Bipartisanship at its best

Bipartisanship. Like ice box and typewriter, its use is a betrayer of age. Polarization is the status quo. Partisanship — consider the British Parliament, with hidebound Laborites and Tory MPs always on script — now subsumes the U.S. Congress.

There are exceptions, often centered on America’s natural heritage. A promising example arose last week as Republican Rep. Dave Reichert teamed again with Democratic Sen. Patty Murray to reintroduce the Alpine Lakes Wilderness Additions and Pratt and Middle Fork Snoqualmie Rivers Protection Act. Despite the arresting title, the proposal is relatively modest. The legislation would add approximately 30 miles of the Snoqualmie River and 10 miles of the Pratt River to the National Wild and Scenic River System. It would also protect 22,000 acres of wilderness adjoining the existing Alpine Lakes Wilderness Area.
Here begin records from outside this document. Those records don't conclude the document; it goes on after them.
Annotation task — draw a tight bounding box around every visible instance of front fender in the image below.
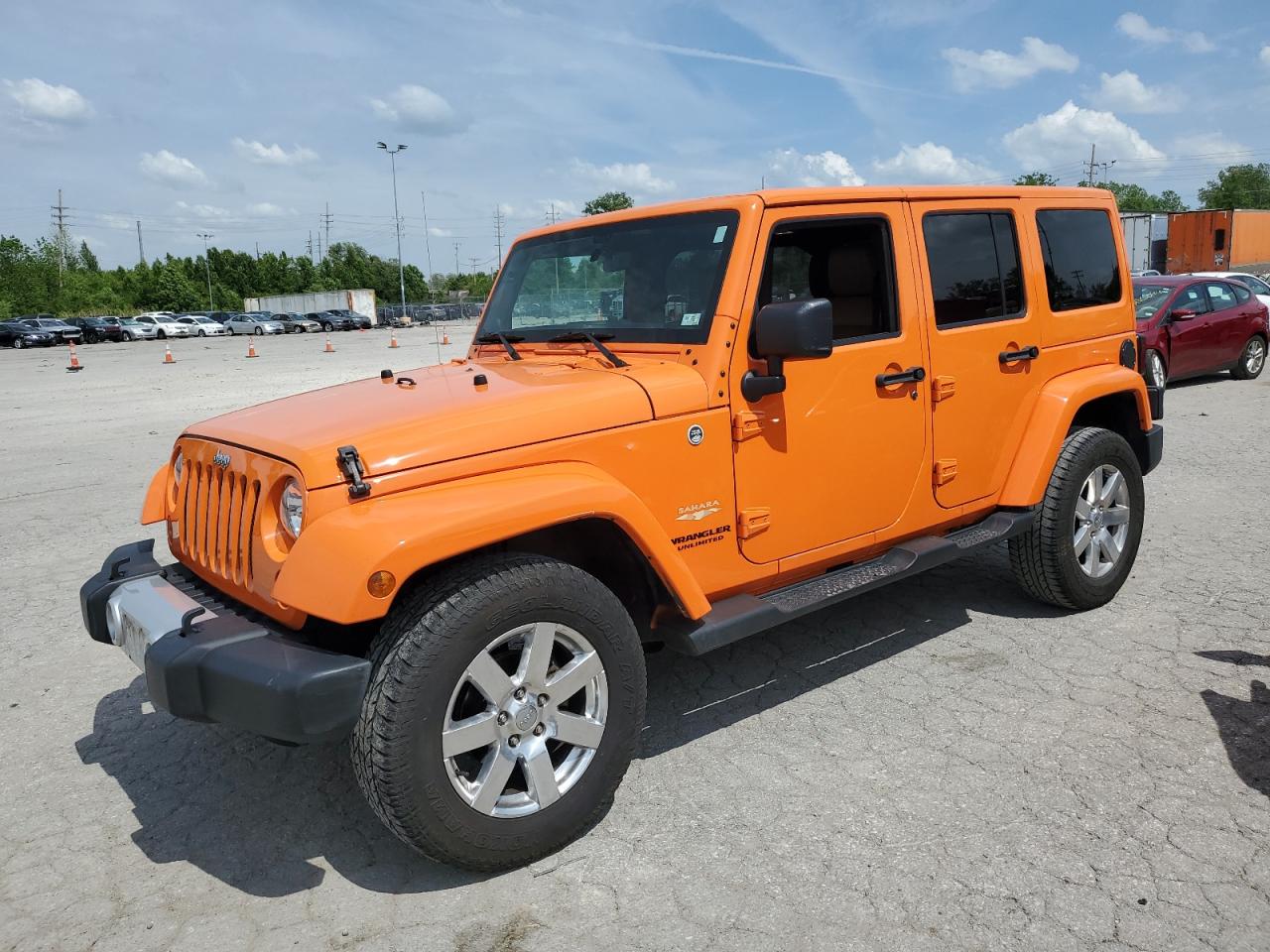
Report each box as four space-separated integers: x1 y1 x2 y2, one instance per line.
273 462 710 623
999 364 1152 507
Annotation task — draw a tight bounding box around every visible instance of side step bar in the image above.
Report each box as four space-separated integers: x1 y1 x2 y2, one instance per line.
666 511 1033 654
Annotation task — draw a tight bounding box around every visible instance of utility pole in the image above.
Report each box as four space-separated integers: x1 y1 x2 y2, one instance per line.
50 189 69 286
198 231 216 311
321 202 335 262
494 205 507 262
419 191 432 279
375 142 408 317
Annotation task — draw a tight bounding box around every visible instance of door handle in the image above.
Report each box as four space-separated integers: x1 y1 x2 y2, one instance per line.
875 367 926 387
997 344 1040 363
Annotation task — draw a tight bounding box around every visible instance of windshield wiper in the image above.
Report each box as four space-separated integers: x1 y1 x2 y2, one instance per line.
476 331 525 361
548 330 630 367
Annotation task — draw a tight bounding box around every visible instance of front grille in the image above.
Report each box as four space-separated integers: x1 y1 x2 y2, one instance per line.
174 456 260 589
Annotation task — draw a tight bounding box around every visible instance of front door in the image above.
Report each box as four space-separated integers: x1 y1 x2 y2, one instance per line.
913 199 1041 508
733 202 929 562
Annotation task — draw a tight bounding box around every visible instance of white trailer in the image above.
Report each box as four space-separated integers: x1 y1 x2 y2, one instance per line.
242 289 378 323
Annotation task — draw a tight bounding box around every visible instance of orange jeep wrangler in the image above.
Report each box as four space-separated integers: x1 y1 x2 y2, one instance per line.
80 187 1162 870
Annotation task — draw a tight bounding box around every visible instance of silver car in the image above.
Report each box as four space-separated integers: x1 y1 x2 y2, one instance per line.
225 313 287 334
177 313 228 337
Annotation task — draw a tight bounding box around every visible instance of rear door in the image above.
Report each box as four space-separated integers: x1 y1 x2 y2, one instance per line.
912 198 1043 508
1165 281 1216 377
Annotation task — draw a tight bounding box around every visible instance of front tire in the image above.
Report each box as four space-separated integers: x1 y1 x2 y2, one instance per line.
1230 336 1266 380
1010 426 1146 611
352 553 647 871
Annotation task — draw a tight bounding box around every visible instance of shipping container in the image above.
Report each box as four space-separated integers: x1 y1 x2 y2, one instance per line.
1167 208 1270 274
242 289 378 323
1120 212 1169 272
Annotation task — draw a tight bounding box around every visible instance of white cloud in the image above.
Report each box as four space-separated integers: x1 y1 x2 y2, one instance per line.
1002 99 1165 169
944 37 1080 91
140 149 209 187
234 139 318 165
1115 13 1216 54
4 78 92 124
572 159 675 195
767 149 865 187
177 202 231 219
1093 69 1185 113
246 202 296 218
371 83 459 132
874 142 997 182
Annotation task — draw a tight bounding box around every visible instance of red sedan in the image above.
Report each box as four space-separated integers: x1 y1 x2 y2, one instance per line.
1133 274 1270 389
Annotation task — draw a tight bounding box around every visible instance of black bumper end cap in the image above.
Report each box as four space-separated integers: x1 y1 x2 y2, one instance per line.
146 615 371 744
80 538 163 645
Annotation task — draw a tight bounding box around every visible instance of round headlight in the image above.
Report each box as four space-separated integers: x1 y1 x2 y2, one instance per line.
278 480 305 538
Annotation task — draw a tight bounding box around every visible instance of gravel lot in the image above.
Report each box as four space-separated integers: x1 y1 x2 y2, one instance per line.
0 326 1270 952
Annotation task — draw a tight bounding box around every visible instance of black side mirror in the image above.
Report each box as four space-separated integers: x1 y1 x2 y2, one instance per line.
740 298 833 400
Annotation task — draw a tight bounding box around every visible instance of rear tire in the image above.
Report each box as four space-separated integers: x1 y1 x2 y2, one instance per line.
1010 426 1146 609
1230 335 1266 380
352 553 647 871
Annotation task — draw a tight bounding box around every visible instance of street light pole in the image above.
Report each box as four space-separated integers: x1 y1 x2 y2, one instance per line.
375 142 407 320
198 231 216 311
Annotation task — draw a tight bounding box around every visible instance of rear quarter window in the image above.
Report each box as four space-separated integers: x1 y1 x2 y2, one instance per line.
1036 208 1121 311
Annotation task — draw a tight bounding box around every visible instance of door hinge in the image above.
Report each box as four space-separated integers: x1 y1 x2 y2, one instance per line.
736 507 772 538
731 410 763 443
931 377 956 404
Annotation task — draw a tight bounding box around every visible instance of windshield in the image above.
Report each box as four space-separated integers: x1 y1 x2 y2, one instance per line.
480 210 739 344
1133 285 1174 321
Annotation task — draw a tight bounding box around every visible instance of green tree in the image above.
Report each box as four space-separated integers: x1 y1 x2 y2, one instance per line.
1199 163 1270 208
581 191 635 214
1015 172 1058 185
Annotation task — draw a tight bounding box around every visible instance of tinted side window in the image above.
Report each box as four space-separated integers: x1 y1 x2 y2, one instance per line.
758 217 899 341
1036 208 1120 311
922 212 1024 327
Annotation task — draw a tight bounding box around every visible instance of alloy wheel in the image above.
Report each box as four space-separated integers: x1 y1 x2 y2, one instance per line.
1072 463 1130 579
441 622 608 817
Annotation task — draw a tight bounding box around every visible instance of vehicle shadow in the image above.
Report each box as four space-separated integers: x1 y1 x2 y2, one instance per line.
1195 652 1270 797
76 547 1061 897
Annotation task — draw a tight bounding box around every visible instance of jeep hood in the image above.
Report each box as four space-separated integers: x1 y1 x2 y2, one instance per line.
186 358 706 489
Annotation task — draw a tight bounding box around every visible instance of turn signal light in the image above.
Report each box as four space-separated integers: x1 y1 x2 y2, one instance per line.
366 570 396 598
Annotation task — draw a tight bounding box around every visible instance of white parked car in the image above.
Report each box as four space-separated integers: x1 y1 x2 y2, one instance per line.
1195 272 1270 307
177 313 228 337
135 311 194 340
225 313 287 334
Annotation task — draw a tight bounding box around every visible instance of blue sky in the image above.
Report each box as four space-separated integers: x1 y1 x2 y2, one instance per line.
0 0 1270 272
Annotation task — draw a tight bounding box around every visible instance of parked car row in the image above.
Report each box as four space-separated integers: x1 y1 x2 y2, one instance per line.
0 309 378 349
1133 272 1270 389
The bill shot through the U.S. Senate Energy and Natural Resources Committee last year, but it was blunted in the U.S. House, as Washington Rep. Doc Hastings, averse to the “wilderness” moniker, sandbagged it.
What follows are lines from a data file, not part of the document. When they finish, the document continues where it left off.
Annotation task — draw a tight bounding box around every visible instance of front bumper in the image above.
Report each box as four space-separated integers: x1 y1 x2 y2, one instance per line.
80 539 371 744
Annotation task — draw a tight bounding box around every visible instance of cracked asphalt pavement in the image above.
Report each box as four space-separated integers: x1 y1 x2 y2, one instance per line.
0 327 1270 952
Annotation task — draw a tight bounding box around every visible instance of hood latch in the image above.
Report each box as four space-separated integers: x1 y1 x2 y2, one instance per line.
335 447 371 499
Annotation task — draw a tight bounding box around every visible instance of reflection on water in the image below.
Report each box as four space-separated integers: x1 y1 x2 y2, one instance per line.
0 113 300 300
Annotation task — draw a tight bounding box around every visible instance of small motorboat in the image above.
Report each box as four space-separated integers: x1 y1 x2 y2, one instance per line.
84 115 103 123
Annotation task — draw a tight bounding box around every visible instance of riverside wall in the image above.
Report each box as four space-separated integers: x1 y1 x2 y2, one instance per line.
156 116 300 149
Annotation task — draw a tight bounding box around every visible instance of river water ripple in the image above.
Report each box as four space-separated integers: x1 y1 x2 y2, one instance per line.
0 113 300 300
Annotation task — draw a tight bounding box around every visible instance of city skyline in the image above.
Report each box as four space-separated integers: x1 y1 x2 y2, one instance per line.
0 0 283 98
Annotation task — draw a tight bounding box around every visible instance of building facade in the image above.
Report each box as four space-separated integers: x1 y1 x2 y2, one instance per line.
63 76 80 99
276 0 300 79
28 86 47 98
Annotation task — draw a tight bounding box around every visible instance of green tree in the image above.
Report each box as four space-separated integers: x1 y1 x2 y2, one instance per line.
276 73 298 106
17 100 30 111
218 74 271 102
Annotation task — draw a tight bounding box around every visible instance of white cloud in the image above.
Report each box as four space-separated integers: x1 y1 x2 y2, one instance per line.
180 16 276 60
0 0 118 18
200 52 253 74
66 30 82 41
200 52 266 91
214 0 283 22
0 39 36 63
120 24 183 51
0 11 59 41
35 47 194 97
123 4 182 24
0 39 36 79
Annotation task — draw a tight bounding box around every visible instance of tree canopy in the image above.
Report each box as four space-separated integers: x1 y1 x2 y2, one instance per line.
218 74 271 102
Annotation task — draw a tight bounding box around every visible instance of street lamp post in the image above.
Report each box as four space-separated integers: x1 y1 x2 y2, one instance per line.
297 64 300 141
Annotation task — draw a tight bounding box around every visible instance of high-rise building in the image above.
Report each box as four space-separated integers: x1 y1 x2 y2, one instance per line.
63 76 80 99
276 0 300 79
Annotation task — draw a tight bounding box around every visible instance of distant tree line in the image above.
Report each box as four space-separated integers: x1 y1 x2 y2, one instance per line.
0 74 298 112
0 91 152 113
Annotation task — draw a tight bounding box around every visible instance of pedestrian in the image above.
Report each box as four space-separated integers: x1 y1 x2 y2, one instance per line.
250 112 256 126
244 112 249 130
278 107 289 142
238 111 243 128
This year could be different, with the legislation serving as a template for bipartisan cooperation. Rep. Reichert is pushing its passage, despite no longer representing the proposed wilderness area. His loyalty and judgment are admirable. The proposal’s rivers and landscape occupy the newly drawn First Congressional district, home to Democratic Rep. Suzan DelBene. The freshman lawmaker first ran for Congress in 2010 but was defeated by Reichert. Notwithstanding their political history, DelBene and Reichert have paired, rivals laboring across the aisle to establish a legacy that could last forever. (If, miraculously, the DelBene-Reichert example is replicated, Congress may inch up the respectability meter.)
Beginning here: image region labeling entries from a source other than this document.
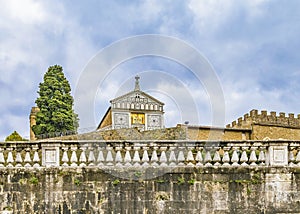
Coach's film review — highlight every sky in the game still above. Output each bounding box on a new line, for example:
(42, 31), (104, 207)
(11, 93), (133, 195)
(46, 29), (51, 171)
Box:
(0, 0), (300, 141)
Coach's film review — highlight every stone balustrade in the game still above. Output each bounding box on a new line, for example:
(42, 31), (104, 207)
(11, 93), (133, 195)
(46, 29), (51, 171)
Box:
(0, 140), (300, 168)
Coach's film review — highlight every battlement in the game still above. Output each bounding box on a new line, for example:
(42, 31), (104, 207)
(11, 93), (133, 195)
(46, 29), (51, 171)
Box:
(226, 109), (300, 128)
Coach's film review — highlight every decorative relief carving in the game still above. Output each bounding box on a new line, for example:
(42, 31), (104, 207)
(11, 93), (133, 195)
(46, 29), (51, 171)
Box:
(147, 115), (161, 130)
(114, 113), (129, 129)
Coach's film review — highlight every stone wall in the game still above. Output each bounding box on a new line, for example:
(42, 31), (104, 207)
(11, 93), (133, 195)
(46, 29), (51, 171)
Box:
(0, 167), (300, 214)
(251, 124), (300, 140)
(186, 126), (251, 140)
(55, 127), (186, 140)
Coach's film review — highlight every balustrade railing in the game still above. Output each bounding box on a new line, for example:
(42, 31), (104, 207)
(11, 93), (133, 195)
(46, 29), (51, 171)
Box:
(0, 141), (300, 168)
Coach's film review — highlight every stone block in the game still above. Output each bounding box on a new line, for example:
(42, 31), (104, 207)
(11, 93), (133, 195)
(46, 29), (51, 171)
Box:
(269, 145), (288, 166)
(42, 143), (60, 167)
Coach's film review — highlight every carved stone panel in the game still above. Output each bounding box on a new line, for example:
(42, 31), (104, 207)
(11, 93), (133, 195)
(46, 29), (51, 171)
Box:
(114, 113), (129, 129)
(147, 114), (161, 130)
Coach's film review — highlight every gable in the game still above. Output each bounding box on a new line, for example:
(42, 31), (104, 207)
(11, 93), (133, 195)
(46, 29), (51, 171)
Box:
(110, 91), (164, 111)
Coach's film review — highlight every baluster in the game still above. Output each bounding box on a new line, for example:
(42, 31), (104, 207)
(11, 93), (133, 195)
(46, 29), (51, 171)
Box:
(105, 145), (114, 166)
(196, 148), (203, 166)
(16, 151), (23, 167)
(61, 146), (69, 167)
(0, 148), (5, 167)
(124, 146), (132, 167)
(32, 145), (41, 168)
(240, 146), (248, 166)
(258, 146), (266, 166)
(289, 147), (295, 166)
(169, 146), (176, 167)
(177, 147), (185, 166)
(6, 148), (14, 167)
(222, 146), (230, 166)
(24, 147), (31, 167)
(159, 146), (168, 167)
(204, 148), (212, 166)
(97, 146), (104, 167)
(186, 146), (195, 166)
(71, 146), (78, 167)
(249, 146), (257, 166)
(142, 146), (150, 167)
(88, 145), (96, 166)
(296, 147), (300, 166)
(116, 145), (123, 167)
(132, 146), (141, 167)
(151, 146), (158, 167)
(213, 148), (221, 166)
(79, 145), (86, 167)
(231, 147), (240, 166)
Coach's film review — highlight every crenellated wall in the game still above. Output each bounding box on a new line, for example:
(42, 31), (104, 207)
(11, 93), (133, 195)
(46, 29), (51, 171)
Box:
(226, 109), (300, 129)
(0, 140), (300, 214)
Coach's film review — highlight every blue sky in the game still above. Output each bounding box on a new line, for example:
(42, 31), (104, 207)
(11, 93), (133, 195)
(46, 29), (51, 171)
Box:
(0, 0), (300, 140)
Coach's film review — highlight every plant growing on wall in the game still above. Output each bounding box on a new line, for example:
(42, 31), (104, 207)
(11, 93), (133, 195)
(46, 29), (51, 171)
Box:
(5, 131), (26, 141)
(32, 65), (78, 136)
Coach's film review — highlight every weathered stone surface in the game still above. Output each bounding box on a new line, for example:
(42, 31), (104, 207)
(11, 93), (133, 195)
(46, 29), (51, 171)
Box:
(0, 167), (300, 214)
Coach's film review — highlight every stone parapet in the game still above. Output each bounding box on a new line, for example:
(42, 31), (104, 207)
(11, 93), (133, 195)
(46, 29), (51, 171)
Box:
(0, 140), (300, 169)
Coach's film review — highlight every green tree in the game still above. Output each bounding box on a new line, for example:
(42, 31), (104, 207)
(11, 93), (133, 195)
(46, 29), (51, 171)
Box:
(32, 65), (78, 137)
(5, 131), (26, 141)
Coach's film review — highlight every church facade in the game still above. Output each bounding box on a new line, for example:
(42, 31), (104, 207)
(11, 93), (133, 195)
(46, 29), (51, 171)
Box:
(97, 76), (164, 131)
Northwest history illustrates that in matters of natural heritage, the best politics is no politics.

Former Republican Gov. Dan Evans was an advocate of North Cascades National Park in the 1960s and was instrumental in convincing President Ford to sign the Alpine Lakes Wilderness Act in 1976. Evans’ one gripe about Alpine Lakes? It wasn’t big enough.

The late Rep. Jennifer Dunn, a powerful backer of the Wild Sky Wilderness Act, gave expression to the Teddy Roosevelt-conservation wing of the Republican Party. The enviro honor role includes former Republican Secretary of State Ralph Munro and former Rep. Sid Morrison. Conservation and the economic windfall of recreation consistently align with the values of Republicans and Democrats. Nature is nonpartisan.

The additions to the Alpine Lakes reflect a groundswell of support, including over 100 local businesses in the Snoqualmie River Valley and 150 hunting, fishing and recreation leaders. We hope that common sense prevails, that the Murray-Reichert-DelBene effort sets a new tone in the other Washington.